La autora la define como “la casa de muñecas de los juguetes humanos de
la emperatriz Ana”, instrumento de tortura, experimento científico, museo
etnográfico y obra de arte. Para inaugurarla se encargó al poeta Trediakowski
una oda y la víspera, éste fue apaleado. Medio muerto, bajo una máscara,
asistió a la inauguración y leyó el poema. Batuman relaciona este hecho con la
historia de la literatura rusa, caracterizada por someter a sus escritores a un
enorme control estatal. Como consecuencia, en ningún otro sitio se toma tan en
serio la literatura como en Rusia.
“Los demonios”, de Dostoievski persigue como una obsesión a Batuman. En
Stanford, conoció a Matej, un estudiante croata que le pareció la encarnación
del protagonista de “Los demonios”, Stavroguin, por su carisma de seductor con
efecto magnético sobre ambos sexos, y peligroso. Su relación con Matej parece
reproducir fragmentos de la novela de Dostoievski y, de nuevo, la vida y las
lecturas favoritas se mezclan de forma indisoluble. El método sigue siendo
relacionar recuerdos y vivencias con recuerdos de sus lecturas. Elif Batuman,
tan joven, resulta un pozo de sabiduría literaria.

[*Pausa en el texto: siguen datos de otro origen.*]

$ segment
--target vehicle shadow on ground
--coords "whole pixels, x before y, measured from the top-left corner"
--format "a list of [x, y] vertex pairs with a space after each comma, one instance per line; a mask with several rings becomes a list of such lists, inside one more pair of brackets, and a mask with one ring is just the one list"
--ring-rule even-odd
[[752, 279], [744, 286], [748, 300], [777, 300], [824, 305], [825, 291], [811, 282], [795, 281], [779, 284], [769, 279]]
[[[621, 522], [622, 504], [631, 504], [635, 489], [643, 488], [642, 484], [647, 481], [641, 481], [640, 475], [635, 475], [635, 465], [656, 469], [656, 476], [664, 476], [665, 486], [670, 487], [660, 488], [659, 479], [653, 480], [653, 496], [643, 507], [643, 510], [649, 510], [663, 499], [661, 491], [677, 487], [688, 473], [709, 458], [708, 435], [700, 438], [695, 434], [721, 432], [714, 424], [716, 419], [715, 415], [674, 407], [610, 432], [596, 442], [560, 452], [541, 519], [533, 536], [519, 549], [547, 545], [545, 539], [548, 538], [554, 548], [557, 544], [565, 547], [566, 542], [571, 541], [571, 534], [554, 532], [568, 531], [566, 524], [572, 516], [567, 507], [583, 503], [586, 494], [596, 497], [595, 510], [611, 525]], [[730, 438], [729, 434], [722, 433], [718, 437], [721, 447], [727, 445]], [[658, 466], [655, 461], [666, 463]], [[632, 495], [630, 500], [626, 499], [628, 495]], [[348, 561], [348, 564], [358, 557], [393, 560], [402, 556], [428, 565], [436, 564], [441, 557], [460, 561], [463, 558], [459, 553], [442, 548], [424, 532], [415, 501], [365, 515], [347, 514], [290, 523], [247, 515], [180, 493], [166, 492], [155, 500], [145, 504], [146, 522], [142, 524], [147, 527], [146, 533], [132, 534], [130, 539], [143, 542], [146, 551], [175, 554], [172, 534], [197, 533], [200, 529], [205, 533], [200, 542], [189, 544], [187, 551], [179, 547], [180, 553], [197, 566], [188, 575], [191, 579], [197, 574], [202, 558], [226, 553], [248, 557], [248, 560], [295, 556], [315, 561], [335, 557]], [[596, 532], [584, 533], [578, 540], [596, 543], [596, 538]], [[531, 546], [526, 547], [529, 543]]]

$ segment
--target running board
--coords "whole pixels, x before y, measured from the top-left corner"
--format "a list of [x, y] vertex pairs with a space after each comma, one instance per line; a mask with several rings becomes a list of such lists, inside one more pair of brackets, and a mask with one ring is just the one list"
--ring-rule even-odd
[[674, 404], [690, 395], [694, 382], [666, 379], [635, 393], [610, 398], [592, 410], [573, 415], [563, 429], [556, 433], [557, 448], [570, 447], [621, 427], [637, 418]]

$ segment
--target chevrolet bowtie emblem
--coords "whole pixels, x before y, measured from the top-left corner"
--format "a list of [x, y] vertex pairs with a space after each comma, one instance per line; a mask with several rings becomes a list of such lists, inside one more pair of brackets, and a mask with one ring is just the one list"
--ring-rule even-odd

A la autora, su romance con la literatura rusa, le ha servido para
convencerse de que, aunque su trabajo la fuera a matar, volvería a escogerlo,
porque si existen respuestas en el mundo, están ahí, en la literatura. Batuman
sabe de qué habla y sus páginas sobre crítica literaria son excelentes. Escribe
con ironía, autocrítica, emoción y sentido de estar aprendiendo. El libro
responde con justicia a su frase promocional “aventuras con libros rusos y con
las personas que los leen”, un ensayo desenfadado (más un diario personal y un
libro de viajes) que desborda los cánones académicos y es lo que lo hace diferente.